Taking a closer look at the secret using Vault:
oc -n vault get secrets exsecret1
NAME TYPE DATA AGE
exsecret1 Opaque 1 2m29s
The output of the secret in yaml format:
oc -n vault get secret exsecret1 -o yaml
apiVersion: v1
data:
password: bm90dmVyeXNlY3VyZQ==
kind: Secret
...
The data in the external secret, the resource that will be stored in Github, does not contain the actual secret info we created in Vault. Rather it just contains a reference to the secret in our Vault.

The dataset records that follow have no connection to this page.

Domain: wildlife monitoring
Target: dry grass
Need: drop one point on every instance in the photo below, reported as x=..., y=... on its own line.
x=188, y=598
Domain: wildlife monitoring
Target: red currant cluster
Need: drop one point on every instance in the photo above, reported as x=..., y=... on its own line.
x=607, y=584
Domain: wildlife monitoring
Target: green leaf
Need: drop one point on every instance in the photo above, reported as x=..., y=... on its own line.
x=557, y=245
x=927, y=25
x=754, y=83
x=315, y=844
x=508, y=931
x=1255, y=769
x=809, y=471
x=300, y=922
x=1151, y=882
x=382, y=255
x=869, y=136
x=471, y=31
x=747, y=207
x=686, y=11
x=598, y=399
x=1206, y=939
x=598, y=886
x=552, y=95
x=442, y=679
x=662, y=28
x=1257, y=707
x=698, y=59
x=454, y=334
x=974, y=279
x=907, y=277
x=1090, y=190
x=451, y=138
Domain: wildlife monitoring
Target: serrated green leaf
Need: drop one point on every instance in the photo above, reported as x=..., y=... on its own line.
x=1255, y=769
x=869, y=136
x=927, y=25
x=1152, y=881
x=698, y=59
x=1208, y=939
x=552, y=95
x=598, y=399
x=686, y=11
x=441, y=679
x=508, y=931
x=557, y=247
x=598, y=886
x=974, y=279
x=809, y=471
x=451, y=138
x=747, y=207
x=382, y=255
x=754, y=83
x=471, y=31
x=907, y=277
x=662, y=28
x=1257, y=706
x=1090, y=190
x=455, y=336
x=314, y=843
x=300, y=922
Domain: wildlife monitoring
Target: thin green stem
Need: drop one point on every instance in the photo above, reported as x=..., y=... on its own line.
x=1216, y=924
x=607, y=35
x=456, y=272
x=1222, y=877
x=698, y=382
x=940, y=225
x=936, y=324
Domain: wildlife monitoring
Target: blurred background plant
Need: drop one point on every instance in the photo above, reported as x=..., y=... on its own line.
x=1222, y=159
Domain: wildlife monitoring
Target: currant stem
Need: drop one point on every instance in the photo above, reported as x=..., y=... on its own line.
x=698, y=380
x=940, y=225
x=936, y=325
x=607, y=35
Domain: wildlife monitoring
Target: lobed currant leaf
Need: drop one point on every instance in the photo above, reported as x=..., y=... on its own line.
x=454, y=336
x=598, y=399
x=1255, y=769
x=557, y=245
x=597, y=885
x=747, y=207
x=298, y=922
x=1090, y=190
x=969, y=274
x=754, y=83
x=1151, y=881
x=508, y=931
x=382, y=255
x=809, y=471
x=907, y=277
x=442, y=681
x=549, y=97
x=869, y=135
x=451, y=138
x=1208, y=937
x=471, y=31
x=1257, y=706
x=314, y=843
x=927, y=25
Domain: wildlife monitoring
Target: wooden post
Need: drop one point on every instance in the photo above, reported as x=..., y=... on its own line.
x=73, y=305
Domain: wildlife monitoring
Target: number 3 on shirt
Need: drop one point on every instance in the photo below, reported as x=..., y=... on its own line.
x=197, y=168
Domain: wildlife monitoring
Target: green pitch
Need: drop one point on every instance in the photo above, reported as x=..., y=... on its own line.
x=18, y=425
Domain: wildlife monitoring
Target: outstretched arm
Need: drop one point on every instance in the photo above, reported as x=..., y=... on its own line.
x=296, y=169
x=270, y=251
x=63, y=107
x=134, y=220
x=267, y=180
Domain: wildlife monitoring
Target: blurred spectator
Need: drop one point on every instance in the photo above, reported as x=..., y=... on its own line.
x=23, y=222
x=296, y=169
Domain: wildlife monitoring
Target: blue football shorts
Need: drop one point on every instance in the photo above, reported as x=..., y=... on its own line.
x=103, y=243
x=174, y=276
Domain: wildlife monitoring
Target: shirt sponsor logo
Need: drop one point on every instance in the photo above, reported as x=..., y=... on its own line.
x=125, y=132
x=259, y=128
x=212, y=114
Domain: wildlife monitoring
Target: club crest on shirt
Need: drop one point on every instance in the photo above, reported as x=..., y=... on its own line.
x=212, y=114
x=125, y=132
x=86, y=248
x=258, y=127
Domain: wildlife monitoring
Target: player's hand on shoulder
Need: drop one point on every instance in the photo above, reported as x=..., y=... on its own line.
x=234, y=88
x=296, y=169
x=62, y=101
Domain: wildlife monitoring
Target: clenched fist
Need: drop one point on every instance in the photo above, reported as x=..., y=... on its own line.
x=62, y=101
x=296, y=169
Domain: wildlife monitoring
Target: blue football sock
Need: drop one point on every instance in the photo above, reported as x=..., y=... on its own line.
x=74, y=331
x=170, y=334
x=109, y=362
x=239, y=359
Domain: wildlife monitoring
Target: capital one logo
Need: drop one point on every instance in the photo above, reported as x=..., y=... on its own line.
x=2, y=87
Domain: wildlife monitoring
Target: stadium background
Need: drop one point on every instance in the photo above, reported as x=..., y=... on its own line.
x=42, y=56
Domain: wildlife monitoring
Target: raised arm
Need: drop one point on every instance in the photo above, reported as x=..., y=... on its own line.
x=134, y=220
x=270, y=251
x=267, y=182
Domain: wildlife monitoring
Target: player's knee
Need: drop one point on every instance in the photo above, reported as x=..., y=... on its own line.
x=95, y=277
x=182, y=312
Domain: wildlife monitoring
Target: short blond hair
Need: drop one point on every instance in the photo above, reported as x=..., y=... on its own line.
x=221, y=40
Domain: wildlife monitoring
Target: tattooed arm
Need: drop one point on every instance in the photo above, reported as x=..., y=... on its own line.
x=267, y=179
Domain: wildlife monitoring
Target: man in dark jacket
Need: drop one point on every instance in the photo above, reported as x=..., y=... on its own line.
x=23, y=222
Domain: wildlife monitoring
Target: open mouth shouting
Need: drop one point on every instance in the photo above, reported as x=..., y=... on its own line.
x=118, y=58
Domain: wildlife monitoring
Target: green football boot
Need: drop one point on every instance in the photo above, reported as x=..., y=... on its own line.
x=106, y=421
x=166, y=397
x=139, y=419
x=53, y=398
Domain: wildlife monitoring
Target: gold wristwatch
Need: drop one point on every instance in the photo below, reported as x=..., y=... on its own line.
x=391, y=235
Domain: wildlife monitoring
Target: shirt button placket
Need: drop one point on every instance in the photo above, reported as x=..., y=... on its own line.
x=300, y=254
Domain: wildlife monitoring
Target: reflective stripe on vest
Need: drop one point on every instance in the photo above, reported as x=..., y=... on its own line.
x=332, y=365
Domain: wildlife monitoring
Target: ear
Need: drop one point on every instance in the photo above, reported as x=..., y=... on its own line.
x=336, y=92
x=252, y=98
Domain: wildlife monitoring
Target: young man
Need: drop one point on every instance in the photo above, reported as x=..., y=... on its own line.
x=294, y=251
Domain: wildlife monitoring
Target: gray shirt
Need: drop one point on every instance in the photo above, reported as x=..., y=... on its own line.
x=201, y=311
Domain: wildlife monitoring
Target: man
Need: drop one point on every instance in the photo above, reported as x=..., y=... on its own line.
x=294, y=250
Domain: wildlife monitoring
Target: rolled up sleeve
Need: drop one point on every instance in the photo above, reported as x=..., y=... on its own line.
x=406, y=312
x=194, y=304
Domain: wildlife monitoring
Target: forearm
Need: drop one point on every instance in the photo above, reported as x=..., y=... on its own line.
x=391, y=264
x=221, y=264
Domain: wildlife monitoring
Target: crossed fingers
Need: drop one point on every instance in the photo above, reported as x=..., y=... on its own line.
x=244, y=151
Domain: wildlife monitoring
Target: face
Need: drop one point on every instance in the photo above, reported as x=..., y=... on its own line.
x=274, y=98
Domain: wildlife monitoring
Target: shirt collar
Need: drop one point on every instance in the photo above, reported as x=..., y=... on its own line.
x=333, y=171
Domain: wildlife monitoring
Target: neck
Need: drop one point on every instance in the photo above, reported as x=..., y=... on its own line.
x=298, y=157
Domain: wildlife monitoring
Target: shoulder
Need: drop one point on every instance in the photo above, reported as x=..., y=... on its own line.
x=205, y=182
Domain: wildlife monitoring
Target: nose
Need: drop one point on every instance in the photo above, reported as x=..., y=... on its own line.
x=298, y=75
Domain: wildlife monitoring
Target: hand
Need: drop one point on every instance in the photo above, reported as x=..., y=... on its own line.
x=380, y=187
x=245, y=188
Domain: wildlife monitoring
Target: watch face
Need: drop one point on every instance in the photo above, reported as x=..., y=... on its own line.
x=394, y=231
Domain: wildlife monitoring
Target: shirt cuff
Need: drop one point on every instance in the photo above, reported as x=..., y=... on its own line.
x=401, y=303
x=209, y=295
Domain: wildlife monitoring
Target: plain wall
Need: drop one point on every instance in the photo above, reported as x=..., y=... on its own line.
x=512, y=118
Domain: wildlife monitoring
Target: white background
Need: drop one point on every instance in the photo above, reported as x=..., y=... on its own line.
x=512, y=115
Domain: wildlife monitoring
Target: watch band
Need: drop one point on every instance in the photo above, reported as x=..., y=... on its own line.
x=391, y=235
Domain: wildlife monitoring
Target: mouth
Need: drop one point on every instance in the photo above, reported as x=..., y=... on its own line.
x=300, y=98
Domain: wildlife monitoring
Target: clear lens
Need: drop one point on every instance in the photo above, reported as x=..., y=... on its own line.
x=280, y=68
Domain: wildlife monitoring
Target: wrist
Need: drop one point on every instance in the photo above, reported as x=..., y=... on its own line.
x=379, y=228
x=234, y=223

Interesting note, everything to this point appeared to have run and created properly, except for when I try to actually investigate my external secret:
oc get es exsecret1
NAME LAST SYNC STATUS AGE
exsecret1 6s ERROR, missing client token 8h
And the output of the exsecret1 manifest shows the same error at the very bottom:
oc get es exsecret1 -o yaml
apiVersion: kubernetes-client.io/v1
kind: ExternalSecret
metadata:
creationTimestamp: "2021-11-05T18:27:55Z"
generation: 1
managedFields:
- apiVersion: kubernetes-client.io/v1
fieldsType: FieldsV1
fieldsV1:
f:spec:
.: {}
f:backendType: {}
f:data: {}
f:vaultMountPoint: {}
f:vaultRole: {}
manager: oc
operation: Update
time: "2021-11-05T18:27:55Z"
- apiVersion: kubernetes-client.io/v1
fieldsType: FieldsV1
fieldsV1:
f:status:
.: {}
f:lastSync: {}
f:observedGeneration: {}
f:status: {}
manager: unknown
operation: Update
time: "2021-11-05T18:27:55Z"
name: exsecret1
namespace: vault
resourceVersion: "10024416"
uid: fcb5ecd1-c527-4d45-b232-2fa73d56aa7b
spec:
backendType: vault
data:
- key: secret/data/vault-demo-secret1
name: password
property: password
vaultMountPoint: kubernetes
vaultRole: pmodemo
status:
lastSync: "2021-11-06T03:16:18.498Z"
observedGeneration: 1
status: ERROR, missing client token
Need to look into the error. Hopefully as simple as fixing the kv secrets engine path.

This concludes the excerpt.